She explains:
Sex is worshipped; life revolves around It; we obsess over ways to please It (or, at least, someone who may give It to us); and we abandon the benefactor when things don't go our way.As to that last point, there might also be a parallel going the other way: people may perversely cling to the "benefactor" when it/he/she abuses them.
Pippa Norris and Ronald Inglehart argue in their book Sacred and Secular that religiosity is inversely correlated with "existential security." That is, the more secure you are in your basic existence, the more likely it is that your existence is a secular one. (They concede that the United States is a glaring exception to this general rule, but they say it's just that -- an exception.)

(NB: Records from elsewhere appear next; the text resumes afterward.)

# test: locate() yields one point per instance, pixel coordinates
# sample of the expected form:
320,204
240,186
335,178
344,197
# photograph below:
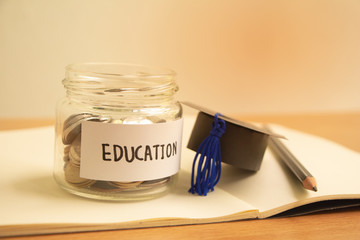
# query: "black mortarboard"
242,145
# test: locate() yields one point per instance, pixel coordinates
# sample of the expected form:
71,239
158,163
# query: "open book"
32,203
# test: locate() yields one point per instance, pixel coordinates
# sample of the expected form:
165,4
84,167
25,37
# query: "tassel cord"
209,163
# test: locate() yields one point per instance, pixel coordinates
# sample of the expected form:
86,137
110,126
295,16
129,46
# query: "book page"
274,188
29,194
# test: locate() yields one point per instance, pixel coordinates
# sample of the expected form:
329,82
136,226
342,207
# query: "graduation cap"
242,145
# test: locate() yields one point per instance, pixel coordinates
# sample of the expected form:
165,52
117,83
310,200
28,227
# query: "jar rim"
121,70
112,78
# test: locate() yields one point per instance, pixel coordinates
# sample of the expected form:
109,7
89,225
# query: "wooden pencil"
280,150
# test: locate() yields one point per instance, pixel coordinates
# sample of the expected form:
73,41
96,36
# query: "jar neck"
118,85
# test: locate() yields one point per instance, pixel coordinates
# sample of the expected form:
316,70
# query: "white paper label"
130,152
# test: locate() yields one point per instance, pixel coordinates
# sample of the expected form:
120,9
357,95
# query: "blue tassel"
209,163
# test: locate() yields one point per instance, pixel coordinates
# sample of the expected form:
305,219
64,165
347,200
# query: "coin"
72,176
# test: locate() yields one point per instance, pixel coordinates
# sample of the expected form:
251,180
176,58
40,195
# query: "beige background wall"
238,57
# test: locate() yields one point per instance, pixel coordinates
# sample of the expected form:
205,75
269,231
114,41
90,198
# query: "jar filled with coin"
118,132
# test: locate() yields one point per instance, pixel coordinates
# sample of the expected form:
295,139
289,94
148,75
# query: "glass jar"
118,132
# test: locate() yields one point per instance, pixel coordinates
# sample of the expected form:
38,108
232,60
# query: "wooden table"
343,128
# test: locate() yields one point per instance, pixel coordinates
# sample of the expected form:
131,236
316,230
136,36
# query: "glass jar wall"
118,132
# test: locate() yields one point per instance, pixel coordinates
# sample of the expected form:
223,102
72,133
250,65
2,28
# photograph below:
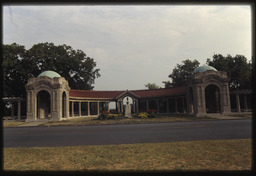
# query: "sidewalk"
222,117
29,124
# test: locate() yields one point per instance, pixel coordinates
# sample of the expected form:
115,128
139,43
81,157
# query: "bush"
109,115
148,114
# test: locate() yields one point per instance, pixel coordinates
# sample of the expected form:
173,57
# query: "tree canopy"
181,73
239,71
152,86
20,64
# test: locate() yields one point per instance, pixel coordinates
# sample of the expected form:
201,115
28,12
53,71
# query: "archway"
191,101
212,99
129,100
64,105
43,105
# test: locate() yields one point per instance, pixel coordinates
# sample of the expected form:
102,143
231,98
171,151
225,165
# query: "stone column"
157,106
80,109
245,102
12,113
167,105
176,105
238,103
98,108
183,105
137,106
89,112
19,112
72,108
122,107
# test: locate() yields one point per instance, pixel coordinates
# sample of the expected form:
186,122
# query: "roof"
94,94
49,73
138,93
204,68
160,92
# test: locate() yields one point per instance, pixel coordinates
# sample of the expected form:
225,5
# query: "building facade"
49,97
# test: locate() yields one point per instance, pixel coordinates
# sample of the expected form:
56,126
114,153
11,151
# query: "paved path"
30,124
222,117
126,134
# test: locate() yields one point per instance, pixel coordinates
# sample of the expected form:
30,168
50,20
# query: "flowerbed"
106,115
110,115
148,114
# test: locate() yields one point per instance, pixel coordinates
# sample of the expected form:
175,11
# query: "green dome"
50,74
204,68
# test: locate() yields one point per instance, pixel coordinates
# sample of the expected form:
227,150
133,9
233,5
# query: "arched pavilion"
49,97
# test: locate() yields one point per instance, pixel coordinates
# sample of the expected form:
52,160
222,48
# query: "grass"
171,156
95,121
12,124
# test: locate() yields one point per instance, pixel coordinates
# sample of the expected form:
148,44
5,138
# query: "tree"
238,70
152,86
181,73
73,65
13,71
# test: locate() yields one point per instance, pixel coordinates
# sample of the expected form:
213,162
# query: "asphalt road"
126,134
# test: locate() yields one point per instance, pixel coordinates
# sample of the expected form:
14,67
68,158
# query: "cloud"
134,45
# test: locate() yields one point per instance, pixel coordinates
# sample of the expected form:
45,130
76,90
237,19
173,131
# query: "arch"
64,104
212,99
190,100
43,104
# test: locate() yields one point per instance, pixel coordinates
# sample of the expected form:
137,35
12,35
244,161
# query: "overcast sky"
134,45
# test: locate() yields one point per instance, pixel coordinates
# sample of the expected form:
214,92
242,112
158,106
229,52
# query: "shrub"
109,115
151,113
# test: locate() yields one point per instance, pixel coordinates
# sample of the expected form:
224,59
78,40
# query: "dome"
50,74
204,68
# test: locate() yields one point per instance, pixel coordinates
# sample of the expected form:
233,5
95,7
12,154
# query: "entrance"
43,105
212,99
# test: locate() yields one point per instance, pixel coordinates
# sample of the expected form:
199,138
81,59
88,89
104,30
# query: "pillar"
122,108
176,105
245,102
137,106
12,113
72,109
80,109
98,108
238,103
19,112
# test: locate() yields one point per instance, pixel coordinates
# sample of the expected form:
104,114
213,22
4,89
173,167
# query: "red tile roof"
94,94
160,92
139,93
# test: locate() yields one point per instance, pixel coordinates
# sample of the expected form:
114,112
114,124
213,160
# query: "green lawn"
95,121
170,156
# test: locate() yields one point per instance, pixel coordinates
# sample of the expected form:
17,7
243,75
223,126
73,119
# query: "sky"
134,45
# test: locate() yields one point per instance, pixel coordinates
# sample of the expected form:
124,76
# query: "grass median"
171,156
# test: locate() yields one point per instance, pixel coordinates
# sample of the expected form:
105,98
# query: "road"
126,134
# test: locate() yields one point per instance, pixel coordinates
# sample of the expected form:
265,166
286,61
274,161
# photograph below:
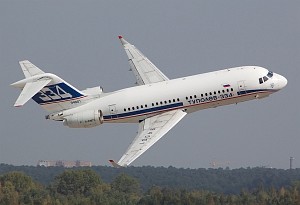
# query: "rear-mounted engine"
86,119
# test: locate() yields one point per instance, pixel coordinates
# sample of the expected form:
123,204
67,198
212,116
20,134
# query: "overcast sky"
77,40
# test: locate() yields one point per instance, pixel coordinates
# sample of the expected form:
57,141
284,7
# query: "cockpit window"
270,74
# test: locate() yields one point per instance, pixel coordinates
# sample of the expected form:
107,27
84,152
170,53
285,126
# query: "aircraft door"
242,87
113,111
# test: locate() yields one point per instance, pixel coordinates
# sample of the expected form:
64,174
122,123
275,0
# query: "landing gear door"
242,87
113,111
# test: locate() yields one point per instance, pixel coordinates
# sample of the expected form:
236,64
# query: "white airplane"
157,104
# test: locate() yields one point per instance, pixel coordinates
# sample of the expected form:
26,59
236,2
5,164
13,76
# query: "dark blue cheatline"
143,111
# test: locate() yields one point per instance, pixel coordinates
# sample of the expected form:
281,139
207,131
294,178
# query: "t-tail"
48,90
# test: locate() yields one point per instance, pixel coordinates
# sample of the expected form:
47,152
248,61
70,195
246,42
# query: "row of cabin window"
210,93
153,104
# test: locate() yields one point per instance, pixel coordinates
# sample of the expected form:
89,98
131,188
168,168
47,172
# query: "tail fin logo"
55,93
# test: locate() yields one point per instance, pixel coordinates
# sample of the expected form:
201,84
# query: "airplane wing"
150,131
144,70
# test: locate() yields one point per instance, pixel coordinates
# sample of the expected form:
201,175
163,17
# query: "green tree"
125,189
75,183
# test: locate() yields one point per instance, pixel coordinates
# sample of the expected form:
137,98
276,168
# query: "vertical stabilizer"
48,90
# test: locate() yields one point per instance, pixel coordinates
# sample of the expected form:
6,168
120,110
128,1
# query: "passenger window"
270,74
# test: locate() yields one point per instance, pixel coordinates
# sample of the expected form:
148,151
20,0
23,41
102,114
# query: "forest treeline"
216,180
85,186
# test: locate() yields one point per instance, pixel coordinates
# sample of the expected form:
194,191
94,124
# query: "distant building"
63,163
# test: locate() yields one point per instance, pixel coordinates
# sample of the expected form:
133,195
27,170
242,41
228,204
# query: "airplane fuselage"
190,94
156,105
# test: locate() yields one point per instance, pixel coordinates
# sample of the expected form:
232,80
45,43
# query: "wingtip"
123,41
114,164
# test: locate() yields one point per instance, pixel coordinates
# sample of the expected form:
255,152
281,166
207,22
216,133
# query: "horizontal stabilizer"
116,165
29,90
29,69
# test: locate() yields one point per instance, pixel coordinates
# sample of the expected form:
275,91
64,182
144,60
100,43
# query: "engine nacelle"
85,119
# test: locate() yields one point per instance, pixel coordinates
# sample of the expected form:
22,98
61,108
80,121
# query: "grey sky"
77,40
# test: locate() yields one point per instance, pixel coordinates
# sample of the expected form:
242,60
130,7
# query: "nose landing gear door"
113,111
242,87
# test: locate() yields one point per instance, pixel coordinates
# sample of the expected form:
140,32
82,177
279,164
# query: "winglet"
123,41
114,164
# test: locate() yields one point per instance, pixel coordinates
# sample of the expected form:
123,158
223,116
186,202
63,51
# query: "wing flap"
150,131
29,90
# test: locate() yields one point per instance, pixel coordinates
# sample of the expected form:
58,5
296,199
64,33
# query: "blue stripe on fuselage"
144,111
243,92
56,93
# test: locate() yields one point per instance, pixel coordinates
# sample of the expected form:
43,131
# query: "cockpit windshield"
265,78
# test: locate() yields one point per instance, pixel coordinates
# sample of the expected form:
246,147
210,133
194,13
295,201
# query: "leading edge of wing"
150,131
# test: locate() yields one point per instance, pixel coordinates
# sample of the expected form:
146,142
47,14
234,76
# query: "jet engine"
85,119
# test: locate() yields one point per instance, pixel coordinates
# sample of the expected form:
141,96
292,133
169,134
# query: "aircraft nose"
282,81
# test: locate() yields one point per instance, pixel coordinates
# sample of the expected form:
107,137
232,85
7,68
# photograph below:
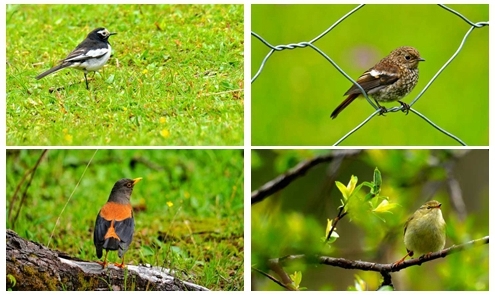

They describe people with low existential security as
more vulnerable populations, especially in poorer countries, [that] chronically face life-threatening risks linked with malnutrition and lack of access to clean water; they are relatively defenseless against HIV/AIDS, malaria and other diseases, and against natural disasters; they lack effective public healthcare and education; and their life expectancies are low and their child mortality rates are high. Despite the spread of electoral democracy during the last decade, these problems tend to be compounded by lack of good governance, disregard for human rights, gender inequality and ethnic conflict, political instability, and ultimately state failure. (217-218)
Their empirical data from around the world show that these countries tend to be the most religious.